7. Things people should know

distilled things that people should know if they are thinking about pursuing similar work

One of the most important decisions we made was to release our data under a Creative Commons Zero (CC0) license. We were strongly influenced in this decision by Cooper Hewitt and the Museum of Modern Art, as well as from conversations with the digital humanities community. Attribution is extremely important to us, and we’re extremely proud of our data. But the case was made convincingly that requiring attribution would be a burden to the most innovative and essential use we wanted to enable—projects that synthesize our data with others to generate new knowledge. By putting any restriction on the reuse of the data, many potential users would feel obligated to involve legal counsel to review their use, and that burden would be sufficient to prevent their use of our data. Instead of requiring attribution via a CC-BY license, we made it easy for people to give us credit—we told them how we’d like to be credited, and asked them kindly to do it. In our experience, almost every project that has used our data has credited us in some way or another.

A surprising takeaway for us has been that one of the primary users of our public data has been the museum itself. Easy access to our own data has enabled internal projects to be built on top of the published data, both because it’s in an easy-to-use form, but also because of the permissive license. All of the data available is already approved for public use, so the approval process for remixing it and reusing it is significantly easier—”It’s already public” is a wonderful way to eliminate debate as to the appropriateness of using that information in public presentations.

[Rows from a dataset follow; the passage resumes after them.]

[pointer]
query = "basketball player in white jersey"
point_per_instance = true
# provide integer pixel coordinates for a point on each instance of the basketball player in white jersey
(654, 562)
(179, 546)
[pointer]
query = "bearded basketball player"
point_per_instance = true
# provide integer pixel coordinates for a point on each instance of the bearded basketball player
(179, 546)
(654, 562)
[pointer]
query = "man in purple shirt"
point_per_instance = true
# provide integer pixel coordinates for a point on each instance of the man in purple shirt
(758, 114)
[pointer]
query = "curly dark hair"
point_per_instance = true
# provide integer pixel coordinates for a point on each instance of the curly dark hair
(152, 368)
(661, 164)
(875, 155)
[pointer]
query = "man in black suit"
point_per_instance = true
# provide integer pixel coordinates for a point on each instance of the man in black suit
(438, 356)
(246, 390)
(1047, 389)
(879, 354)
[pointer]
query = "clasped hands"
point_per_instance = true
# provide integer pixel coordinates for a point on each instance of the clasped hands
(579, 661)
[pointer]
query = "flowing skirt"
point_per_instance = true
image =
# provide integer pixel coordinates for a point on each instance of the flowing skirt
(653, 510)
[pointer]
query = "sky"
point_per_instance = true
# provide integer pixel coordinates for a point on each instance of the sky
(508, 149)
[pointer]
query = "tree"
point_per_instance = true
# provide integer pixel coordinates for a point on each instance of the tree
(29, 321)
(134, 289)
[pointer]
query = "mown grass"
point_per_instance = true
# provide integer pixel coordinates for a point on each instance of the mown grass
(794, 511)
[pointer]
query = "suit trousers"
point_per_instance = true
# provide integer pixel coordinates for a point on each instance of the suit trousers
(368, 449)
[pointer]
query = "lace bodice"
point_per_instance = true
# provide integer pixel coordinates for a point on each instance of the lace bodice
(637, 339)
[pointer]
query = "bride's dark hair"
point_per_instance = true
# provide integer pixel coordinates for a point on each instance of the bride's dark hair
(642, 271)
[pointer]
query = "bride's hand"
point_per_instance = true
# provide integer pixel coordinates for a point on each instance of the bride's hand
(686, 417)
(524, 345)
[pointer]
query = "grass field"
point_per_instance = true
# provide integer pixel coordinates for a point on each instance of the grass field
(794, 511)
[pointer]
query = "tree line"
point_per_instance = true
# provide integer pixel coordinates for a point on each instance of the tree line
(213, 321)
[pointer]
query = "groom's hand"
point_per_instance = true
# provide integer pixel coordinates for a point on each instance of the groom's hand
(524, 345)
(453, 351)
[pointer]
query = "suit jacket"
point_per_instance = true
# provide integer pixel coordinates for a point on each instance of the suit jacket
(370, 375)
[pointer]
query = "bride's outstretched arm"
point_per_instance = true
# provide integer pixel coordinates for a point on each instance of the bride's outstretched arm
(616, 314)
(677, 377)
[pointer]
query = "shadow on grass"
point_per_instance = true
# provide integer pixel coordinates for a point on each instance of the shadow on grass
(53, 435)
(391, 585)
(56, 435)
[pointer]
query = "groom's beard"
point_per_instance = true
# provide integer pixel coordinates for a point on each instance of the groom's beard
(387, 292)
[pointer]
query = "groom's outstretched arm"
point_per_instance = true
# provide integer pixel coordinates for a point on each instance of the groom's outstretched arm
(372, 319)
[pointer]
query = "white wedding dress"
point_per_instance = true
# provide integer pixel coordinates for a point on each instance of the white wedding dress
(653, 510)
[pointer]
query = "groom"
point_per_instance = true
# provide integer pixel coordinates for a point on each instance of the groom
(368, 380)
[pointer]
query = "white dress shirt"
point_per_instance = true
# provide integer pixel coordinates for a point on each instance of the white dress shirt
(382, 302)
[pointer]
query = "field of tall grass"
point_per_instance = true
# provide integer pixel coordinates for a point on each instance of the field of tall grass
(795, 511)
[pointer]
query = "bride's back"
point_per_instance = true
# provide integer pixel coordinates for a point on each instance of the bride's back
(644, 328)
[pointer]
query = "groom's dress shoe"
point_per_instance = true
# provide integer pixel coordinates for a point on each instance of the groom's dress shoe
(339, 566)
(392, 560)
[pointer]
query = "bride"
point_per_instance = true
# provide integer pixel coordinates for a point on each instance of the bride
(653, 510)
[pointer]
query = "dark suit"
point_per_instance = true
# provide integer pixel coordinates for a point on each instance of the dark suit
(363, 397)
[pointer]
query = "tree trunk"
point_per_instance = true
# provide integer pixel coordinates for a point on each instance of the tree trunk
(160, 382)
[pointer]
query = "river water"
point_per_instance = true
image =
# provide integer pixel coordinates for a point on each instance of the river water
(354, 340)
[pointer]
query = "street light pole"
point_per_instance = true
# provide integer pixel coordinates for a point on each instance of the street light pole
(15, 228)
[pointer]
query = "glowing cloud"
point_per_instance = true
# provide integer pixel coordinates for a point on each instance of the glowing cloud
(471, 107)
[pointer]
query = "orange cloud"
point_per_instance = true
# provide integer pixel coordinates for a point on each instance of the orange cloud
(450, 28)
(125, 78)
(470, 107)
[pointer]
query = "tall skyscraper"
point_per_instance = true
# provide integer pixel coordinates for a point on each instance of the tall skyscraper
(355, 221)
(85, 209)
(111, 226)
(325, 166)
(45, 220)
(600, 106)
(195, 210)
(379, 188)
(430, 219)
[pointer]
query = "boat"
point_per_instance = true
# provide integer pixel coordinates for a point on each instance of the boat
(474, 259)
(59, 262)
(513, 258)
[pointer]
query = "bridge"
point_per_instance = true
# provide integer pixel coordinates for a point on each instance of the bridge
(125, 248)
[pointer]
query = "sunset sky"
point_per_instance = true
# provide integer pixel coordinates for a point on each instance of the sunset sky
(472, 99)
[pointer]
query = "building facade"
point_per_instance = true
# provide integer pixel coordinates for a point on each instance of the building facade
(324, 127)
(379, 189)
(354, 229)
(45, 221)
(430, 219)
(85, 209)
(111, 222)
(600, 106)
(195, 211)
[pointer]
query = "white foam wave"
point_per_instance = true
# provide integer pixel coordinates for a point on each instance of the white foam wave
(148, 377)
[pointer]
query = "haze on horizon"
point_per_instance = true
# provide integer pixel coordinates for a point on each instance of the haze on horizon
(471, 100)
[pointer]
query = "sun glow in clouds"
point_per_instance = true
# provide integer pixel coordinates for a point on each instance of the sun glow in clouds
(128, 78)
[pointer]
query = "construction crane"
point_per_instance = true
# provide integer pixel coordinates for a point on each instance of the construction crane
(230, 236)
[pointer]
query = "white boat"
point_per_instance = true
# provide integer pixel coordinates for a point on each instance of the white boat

Another important point that we missed on our initial communications is that we didn’t adequately explain how we were using GitHub. GitHub is an essential tool in the Open Source community, and that community has a set of norms around how to provide feedback and suggestions on work that is released via the tool. Typically, if you found a mistake or wanted to improve a project that was available on GitHub, you would do so through a provided mechanism called a “pull request”, where you would create a copy of the work, make the change, and ask the owner to approve merging your new version with the official version. Because collections data is not a standard use of GitHub, people were unclear whether or not we would accept corrections to our collections information through this mechanism. Matthew Lincoln, who originally brought this to our attention, suggested that it wasn’t important what the answer was, as long as it was clear, and so we explicitly indicated that we would not take suggestions this way, and offered an email address that would accept such changes. This has been entirely satisfactory to all of our users, as well as our internal staff who were happy to accept suggestions, but were very pleased to learn that theyat didn’t have to learn how to use GitHub to do so.

Open Knowledge International is keen to work on pilots with others considering releasing high quality tabular datasets in the open: http://frictionlessdata.io

8. Whats next

you have something in place. whats next and why?

Carnegie Museum of Art is hoping to release further iterations of its collections data over time. There are also now more tools that consume and generate Data Packages. It would be an interesting exercise to more deeply integrate features enabled by the Data Package descriptor. For example, CMOA can now add steps in the workflow that validate the dataset using tools like Good Tables to ensure that the data and the expectations declared in the datapackage.json match before publishing. Additionally, given the additional information stored in a Data Package, semi-automated export to other backend formats or databases can be offered relatively easily depending on interest.

CMOA and Open Knowledge International also hope to do work that supports the automatic generation of dataset documentation to ensure that documentation provided on GitHub through the README file matches that contained within the datapackage.json.